Undaunted by the naysayers on the progressive left and intransigent right, a Senate group of five Republicans and five Democrats has been quietly fashioning infrastructure legislation. They believe their bill is capable of commanding the supermajority (60 votes) required to defeat any opposition filibuster. To be successful, the five Republicans would need to find at least five colleagues to join them, even if all fifty Democrats voted for the plan.
The five Republicans are Mitt Romney (Utah), Bill Cassidy (Louisiana), Susan Collins (Maine), Lisa Murkowski (Alaska), and Rob Portman (Ohio). The five Democrats are Joe Manchin (West Virginia), Jeanne Shaheen (New Hampshire), Kyrsten Sinema (Arizona), John Tester (Montana), and Mark Warner (Virginia). Their plan calls for federal infrastructure spending totaling approximately $1.2 trillion, of which approximately $579 billion would be “new money.” See, https://www.cnn.com/2021/06/10/politics/infrastructure-deal-announced-10-senators/index.html
The chances of their proposed legislation becoming law is problematic for at least three reasons:
- Progressive Democrats (like Elizabeth Warren of Massachusetts) have expressed their desire to move forward with a more generous plan using a reconciliation process that would only require 51 votes. One problem with her approach is that Joe Manchin, one of only 50 Democrats, has already stated that he would oppose any bill that is not bipartisan in nature. Where would Sen. Warren pick up a Republican vote to replace his?
- Conservative Republicans (like Mitch McConnell of Kentucky) have consistently demonstrated that they will do anything to block legislation that would be seen as a victory for a Democratic president. How likely is it, then, that the five Republicans can find others to join them?
- President Biden has established a set of ground rules that the bipartisan legislation might violate. For example, any attempt to pay for the legislation by increasing user fees or taxes payable by individuals earning less than $400,000 per year would run afoul of one of his key campaign promises.

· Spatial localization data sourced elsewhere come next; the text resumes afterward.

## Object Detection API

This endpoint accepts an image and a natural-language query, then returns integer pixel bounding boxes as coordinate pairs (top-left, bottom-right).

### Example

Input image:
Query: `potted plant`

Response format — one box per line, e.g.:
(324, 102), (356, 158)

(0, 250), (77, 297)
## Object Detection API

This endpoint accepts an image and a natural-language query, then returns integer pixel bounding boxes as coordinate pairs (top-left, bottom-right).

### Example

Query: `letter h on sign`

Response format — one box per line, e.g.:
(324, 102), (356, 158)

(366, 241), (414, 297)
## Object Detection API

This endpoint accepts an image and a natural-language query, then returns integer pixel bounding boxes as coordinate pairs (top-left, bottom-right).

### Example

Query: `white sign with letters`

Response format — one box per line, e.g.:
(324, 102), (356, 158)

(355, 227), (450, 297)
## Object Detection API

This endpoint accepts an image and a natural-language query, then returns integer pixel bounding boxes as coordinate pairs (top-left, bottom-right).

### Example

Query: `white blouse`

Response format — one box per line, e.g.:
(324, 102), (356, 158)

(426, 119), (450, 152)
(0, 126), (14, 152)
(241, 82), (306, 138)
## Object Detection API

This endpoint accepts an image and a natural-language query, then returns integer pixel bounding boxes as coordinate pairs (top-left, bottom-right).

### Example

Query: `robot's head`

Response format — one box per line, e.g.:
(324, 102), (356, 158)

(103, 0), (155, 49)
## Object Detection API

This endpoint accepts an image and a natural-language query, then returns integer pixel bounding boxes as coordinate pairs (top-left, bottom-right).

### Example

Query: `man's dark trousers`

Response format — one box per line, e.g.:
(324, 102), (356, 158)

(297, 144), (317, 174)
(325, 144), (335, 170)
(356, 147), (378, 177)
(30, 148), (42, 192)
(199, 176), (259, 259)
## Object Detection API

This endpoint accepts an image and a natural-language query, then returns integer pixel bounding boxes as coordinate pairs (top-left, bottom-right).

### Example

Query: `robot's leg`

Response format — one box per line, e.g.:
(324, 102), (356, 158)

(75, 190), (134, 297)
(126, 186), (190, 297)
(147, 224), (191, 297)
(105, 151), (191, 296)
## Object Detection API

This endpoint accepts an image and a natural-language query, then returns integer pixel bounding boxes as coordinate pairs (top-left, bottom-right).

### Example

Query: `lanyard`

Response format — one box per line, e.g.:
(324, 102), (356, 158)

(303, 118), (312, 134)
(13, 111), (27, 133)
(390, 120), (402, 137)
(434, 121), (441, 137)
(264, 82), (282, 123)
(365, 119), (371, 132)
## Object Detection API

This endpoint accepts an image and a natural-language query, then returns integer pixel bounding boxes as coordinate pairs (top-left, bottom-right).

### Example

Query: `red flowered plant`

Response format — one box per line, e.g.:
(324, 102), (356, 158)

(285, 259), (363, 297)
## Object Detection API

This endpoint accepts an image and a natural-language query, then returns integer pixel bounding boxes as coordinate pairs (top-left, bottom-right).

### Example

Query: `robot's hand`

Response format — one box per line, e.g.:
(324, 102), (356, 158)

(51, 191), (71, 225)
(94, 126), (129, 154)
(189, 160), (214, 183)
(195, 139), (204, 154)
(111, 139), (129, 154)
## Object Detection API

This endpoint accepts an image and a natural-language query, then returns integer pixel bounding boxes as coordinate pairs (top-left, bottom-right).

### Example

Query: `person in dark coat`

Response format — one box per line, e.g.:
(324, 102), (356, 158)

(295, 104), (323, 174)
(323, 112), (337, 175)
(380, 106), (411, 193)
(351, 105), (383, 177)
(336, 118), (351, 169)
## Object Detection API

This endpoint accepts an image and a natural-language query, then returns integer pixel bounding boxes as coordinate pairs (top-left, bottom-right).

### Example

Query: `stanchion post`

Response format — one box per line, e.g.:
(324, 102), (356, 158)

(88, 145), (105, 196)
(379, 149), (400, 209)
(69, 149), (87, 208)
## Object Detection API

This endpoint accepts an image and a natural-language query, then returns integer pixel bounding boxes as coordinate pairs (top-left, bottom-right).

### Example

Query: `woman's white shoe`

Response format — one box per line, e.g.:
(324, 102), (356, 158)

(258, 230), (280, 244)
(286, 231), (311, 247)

We’ll see where all this goes.
One thing is clear. There are at least ten members of the U. S. Senate who are willing to set aside their party labels and work quietly and hard, in a spirit of patriotism, to forge a compromise that can benefit all Americans. Yes, there may be flaws in their final product. But they deserve the appreciation of all Spirited Reasoners for their efforts to revive a bipartisan process that was once given up for dead.